Daily Swim Workout #181: Aerobic Strength

Aerobic Strength 1700

Warm Up 300 every 4th length nonfree choice. 300 as 25fr/25fast/25fr/25drill choice. Main Set: 200 as 25polo/25free. No rest. 200 as 25Right arm only/25free. 20"rest. 6x100 with paddles only on 15" rest. Cool Down 100 w/d. ** RA= right arm only drill. LA=, you guessed it, left arm only.

Aerobic Strength 2700

300 every 4th length nonfree choice. 300 as 25fr/25fast/25fr/25drill choice. MS: 200 as 25polo/25free. No rest. 200 as 25Right arm only/25free. 20"rest. 6x100 with paddles only on 3 red line rest steady. 200 as 25polo/25free. No rest. 200 as 25Left arm only/25free. 20"rest. 6x100 with paddles only desc 1-3 on 3 red line rest. 100 w/d. ** RA= right arm only drill.

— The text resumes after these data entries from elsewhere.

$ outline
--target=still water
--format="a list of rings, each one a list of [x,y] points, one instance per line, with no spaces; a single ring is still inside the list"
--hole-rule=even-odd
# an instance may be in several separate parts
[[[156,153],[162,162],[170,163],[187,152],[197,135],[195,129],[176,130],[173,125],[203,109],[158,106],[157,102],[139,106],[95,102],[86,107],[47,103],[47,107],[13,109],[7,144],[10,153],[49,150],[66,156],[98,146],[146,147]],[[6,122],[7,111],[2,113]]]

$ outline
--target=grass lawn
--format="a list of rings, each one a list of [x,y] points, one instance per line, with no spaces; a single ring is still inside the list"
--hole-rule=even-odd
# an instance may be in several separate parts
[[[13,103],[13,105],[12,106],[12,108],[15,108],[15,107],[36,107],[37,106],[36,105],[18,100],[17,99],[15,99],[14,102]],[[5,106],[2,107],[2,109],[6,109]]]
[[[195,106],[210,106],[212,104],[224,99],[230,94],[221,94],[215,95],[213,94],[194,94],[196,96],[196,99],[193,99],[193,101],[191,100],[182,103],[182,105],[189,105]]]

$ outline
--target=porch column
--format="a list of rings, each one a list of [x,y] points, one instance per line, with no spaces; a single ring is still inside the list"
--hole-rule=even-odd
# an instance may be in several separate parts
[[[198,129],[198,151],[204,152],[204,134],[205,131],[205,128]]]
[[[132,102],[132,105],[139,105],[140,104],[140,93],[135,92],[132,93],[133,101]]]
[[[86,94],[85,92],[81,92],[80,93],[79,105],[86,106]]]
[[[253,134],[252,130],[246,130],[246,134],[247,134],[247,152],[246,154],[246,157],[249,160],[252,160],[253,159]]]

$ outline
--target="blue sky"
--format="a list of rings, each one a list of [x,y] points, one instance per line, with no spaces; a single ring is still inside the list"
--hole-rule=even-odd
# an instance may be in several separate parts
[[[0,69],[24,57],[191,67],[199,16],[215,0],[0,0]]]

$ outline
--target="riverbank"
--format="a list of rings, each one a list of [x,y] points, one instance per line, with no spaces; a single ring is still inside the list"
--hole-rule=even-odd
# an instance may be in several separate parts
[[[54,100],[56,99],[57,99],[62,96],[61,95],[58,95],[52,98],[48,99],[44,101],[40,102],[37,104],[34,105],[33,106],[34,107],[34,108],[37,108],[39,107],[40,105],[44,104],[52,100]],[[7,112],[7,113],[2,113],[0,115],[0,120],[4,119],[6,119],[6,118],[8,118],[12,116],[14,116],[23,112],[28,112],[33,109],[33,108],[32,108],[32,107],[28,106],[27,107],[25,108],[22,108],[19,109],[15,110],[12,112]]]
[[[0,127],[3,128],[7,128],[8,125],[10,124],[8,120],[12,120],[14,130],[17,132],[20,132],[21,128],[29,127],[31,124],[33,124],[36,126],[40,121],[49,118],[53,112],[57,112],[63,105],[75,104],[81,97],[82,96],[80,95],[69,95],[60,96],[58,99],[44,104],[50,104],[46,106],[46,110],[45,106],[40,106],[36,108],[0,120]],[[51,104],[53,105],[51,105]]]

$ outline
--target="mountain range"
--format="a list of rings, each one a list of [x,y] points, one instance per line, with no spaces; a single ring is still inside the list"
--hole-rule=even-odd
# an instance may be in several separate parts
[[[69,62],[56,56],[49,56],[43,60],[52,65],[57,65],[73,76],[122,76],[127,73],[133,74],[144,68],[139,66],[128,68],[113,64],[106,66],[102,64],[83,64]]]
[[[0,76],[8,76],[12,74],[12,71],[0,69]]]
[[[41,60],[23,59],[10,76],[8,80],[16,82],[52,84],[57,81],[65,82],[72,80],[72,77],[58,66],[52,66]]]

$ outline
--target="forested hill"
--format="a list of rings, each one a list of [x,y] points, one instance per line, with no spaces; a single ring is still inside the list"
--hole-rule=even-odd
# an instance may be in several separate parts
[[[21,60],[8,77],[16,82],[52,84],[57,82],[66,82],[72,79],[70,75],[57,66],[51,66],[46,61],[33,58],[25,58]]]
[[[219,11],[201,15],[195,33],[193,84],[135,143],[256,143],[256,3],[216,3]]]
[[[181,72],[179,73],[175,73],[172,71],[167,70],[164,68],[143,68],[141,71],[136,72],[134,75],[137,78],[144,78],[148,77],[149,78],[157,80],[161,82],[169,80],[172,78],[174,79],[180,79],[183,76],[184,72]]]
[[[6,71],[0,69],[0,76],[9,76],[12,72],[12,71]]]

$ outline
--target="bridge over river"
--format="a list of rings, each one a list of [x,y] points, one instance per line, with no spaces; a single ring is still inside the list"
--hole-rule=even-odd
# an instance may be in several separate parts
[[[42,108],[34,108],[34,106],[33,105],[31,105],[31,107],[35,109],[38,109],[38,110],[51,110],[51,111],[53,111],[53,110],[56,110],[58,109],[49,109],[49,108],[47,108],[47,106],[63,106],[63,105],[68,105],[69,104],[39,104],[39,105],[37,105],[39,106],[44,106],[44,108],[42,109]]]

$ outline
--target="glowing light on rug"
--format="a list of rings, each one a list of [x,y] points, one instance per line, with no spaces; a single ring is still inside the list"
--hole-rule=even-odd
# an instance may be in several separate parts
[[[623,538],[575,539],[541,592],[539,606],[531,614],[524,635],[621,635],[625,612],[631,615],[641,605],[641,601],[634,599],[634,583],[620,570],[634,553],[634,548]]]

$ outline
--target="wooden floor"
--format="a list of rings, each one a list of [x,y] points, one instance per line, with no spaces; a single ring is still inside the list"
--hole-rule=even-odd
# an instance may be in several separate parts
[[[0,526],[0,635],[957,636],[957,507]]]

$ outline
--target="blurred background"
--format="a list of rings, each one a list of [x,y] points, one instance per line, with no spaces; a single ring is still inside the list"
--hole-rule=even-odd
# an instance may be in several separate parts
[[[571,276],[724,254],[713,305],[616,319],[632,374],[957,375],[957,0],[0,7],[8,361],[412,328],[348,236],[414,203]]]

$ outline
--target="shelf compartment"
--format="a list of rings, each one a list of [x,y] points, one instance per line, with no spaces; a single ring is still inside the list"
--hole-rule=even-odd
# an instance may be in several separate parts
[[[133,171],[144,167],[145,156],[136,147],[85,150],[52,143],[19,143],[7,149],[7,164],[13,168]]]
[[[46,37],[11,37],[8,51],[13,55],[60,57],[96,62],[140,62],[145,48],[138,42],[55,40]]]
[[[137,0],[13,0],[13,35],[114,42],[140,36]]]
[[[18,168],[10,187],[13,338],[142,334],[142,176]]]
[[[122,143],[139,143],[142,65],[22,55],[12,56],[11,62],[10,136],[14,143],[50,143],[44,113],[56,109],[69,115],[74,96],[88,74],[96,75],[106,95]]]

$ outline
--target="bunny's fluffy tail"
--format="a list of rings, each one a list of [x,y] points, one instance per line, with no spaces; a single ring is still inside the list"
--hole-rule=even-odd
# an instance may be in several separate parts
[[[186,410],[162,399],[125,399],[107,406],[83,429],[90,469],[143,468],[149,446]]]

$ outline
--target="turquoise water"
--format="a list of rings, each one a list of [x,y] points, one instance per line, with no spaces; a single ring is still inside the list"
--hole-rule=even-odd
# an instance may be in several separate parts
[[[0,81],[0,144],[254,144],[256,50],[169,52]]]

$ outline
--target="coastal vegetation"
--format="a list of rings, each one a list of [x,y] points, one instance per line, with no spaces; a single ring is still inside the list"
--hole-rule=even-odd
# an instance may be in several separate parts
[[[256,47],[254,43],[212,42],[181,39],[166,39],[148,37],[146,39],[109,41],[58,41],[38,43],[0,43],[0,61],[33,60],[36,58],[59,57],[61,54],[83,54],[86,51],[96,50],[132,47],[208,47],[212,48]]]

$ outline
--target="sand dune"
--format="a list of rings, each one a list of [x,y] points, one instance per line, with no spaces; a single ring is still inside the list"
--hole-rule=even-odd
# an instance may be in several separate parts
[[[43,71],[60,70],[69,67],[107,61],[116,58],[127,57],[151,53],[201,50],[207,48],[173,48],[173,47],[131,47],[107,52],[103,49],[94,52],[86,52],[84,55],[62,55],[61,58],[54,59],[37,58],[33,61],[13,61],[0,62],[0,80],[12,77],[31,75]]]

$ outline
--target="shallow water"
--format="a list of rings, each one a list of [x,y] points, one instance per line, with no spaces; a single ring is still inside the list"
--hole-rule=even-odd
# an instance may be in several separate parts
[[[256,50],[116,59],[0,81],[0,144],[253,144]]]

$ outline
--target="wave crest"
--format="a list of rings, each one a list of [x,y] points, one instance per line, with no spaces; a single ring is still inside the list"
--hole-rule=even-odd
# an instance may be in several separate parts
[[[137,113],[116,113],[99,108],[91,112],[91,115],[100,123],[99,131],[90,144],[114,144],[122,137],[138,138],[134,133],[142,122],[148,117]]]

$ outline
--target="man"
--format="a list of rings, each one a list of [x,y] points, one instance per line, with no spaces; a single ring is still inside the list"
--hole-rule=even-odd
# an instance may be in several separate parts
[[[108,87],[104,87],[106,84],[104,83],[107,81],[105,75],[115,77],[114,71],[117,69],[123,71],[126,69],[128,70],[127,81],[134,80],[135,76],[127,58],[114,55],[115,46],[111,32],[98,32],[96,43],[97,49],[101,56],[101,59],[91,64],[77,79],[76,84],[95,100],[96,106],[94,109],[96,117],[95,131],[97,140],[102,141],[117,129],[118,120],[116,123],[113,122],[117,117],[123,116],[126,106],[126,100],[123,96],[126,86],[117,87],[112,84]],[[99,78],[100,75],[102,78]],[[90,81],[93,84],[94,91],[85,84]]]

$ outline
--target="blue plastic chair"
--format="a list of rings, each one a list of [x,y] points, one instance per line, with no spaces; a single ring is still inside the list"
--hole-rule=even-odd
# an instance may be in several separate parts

LA=, you guessed it, left arm only.

Aerobic Strength 5000

500 every 4th length non-free choice.

500 as 25fr/25fast/25fr/25drill choice.

MS:

200 polo. No rest.

200 RA only. 20"rest.

6x100 IM on 1:30.

200polo. No rest.

200 LA only. 20"rest.

9x100 band + paddles desc 1-3 on 1:25.

200 polo. No rest.

200 as 50 breast pull fast with flutter kick/50bk. 20"rest.

6x200 paddles only on 2:45, 2:40, 2:35 x2.

100 w/d.

** RA= right arm only drill. LA=, you guessed it, left arm only.